Standards are different for elite and us
It’s been yet another month of contrasts between the high standards at Holyrood and the Westminster gutter.
Our First Minister published her tax returns and challenged other party leaders to do the same.
We already know that until recently Rishi Sunak’s wife had“non-dom”status, meaning that she was not taxed on her foreign earnings. It is claimed this resulted in her avoiding paying £20m tax to the country her husband claims to love.
Nadhim Zahawi, Conservative party chair, was eventually sacked after it was revealed that whilst Chancellor, he had paid a £1m fine to HMRC for tax avoidance.
Laughably he tried to pass this off as“carelessness”. That he was unsuited for public office should have been obvious when he was caught claiming expenses from Westminster to heat his horses’stables!
Again we see the different standards applied to the elite and to the rest of us.
Entitlement, hypocrisy, a lack of integrity, and blatant disregard for the wellbeing of normal people are at the heart of the Westminster system.
The £1M fine for Zahawi is a minor inconvenience to him. He won’t go cold or hungry as a result. But compare that to the harsh sanctions meted out to benefits claimants, people who have nothing. In a Westminster debate secured by SNP MP Chris Stephens, MPS learned that the number of sanctions was two and a half times higher now than before the pandemic, with the Department of Work and Pensions comparing different offices and pushing for higher sanction rates.

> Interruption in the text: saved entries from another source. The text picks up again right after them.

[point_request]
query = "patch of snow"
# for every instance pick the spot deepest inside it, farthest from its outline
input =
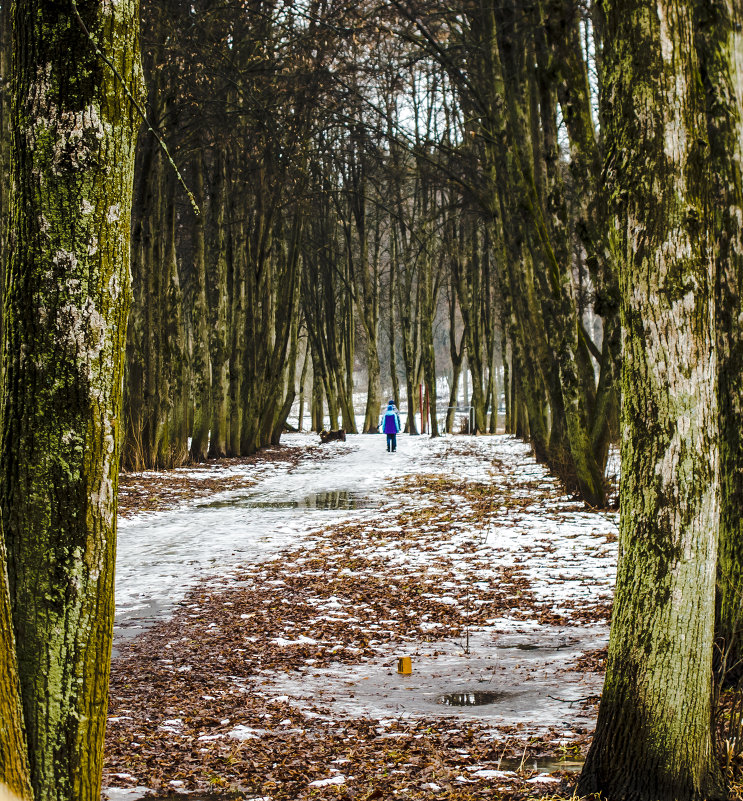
(245, 733)
(340, 779)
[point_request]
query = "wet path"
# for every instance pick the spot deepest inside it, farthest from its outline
(161, 555)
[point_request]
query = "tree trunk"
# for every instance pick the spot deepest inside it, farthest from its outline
(653, 737)
(200, 366)
(219, 304)
(14, 770)
(68, 298)
(719, 41)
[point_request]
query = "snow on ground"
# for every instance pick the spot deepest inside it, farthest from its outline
(294, 597)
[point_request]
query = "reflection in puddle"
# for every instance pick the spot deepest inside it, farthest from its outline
(530, 646)
(470, 698)
(547, 765)
(340, 499)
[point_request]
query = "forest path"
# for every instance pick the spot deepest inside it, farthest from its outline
(161, 554)
(276, 672)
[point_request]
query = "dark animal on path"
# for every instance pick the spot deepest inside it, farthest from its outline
(329, 436)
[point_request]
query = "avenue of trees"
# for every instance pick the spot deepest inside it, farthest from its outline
(555, 184)
(360, 179)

Then we have the scandal of energy companies breaking into the homes of poor and vulnerable people to forcibly install prepayment meters, whilst Ofgem, the Government watchdog, said nothing.
Undercover reporters witnessed these meters being installed in the homes of vulnerable people, in below-freezing temperatures. These meters come with far higher energy costs, and of course mean that people are left without power when they can’t afford the exorbitant bills.
Women face disproportionate impacts in times of crisis and the most common group to have a pre-payment meter forcibly installed is single mums.
At times like these, it is important to remember that British Gas, like SSE, BT, BP, and the rest of our public utility companies, was built by the taxes paid by ordinary working people. Everyone in Britain used to own a stake in these companies, and the Government could control them. Until the Tories decided to sell them off to their cronies. And Labour not only failed to renationalise any of these companies, but instead fully embraced privatisation, for example, increasing the role of expensive private hospitals in the NHS.
British Gas revealed profits of £3bn this week – and its chief executive claimed to have no knowledge of the forced pre-payment meter policy. You can see where their priorities lie.
Just imagine what the UK could have been like if all the state-owned companies were still in public hands. For example, the French Government owns most of the energy supplier EDF, and kept energy costs rises to a fraction of those in UK.
And once again, it is left to the Scottish Government to try to protect ordinary people from Westminster. Millions of pounds are spent ensuring people don’t lose their homes because of the Tory bedroom tax. Now the Scottish Government is providing a Winter Heating Payment to around 400,000 Scottish households – 4,600 here in Stirling. And Scottish parents have also gained more support with the child payment being expanded to children under 16.
Instead of mitigating the worst impacts of an out of touch elite in Westminster, Scotland needs the full powers that only independence can bring to stop once and for all these attacks on ordinary people.